Where did I say anything about putting every single house on tarmac? I said several times that gravel is good enough for most roads. As you get into dense cities you will discover that tarmac is a better choice than gravel just because the large number of tasks that don't work well via mass transit makes the disadvantages of gravel show.

> "it's impossible because that would require forward planning" does show society in a bit of an unfavourable light, doesn't it?

Things break without warning. Or are you proposing we automatically replace our large appliances every few years even though they could probably last for 5 times longer? (even then you will still have random early failures). Not everything is worth repairing.

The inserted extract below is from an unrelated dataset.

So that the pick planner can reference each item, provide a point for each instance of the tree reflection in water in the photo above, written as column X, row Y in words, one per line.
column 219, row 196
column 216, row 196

My original point was under "trains need more infrastructure than planes" to say "and less infrastructure than cars". You then said that trains need cars - which they don't. If you had mud paths, and wilderness between cities, and intercity train would be an improvement on that, so would a local metro. Cars wouldn't be an improvement - everyone getting a Honda Civic wouldn't be able to move on the too-small, too-muddy roads, it would be instant jam. So, trains don't need cars to add value.

I agree gravel roads at the end of a train journey with motorised vehicles would also add a lot of value.

Small-ish gravel roads for occasional supply vehicles to travel down isn't the original "road network" that I was arguing about efficiency of - small gravel roads in a world built around walking distances wouldn't be a world where everyone could run a Honda Civic and drive in two-way lanes of traffic. That is, by "cars" I didn't mean "motorised vehicles", but "everyone has a car and uses it for most journeys, and the road network to support that".


> You then said that trains need cars - which they don't. If you had mud paths, and wilderness between cities, and intercity train would be an improvement on that

All you needed to say was: the "wild west".

Trains provably added a lot of value for decades without cars, because cars didn't even exist yet.


"Massive infrastructure requirements" for trains. Compared to what though?


Planes.

It is actually rather simple. Airports are extremely expensive of course, but if you build three airports you have three connections. Four airports give six. Five airports ten... Each of these connections require dedicated tracks if you want to go by train.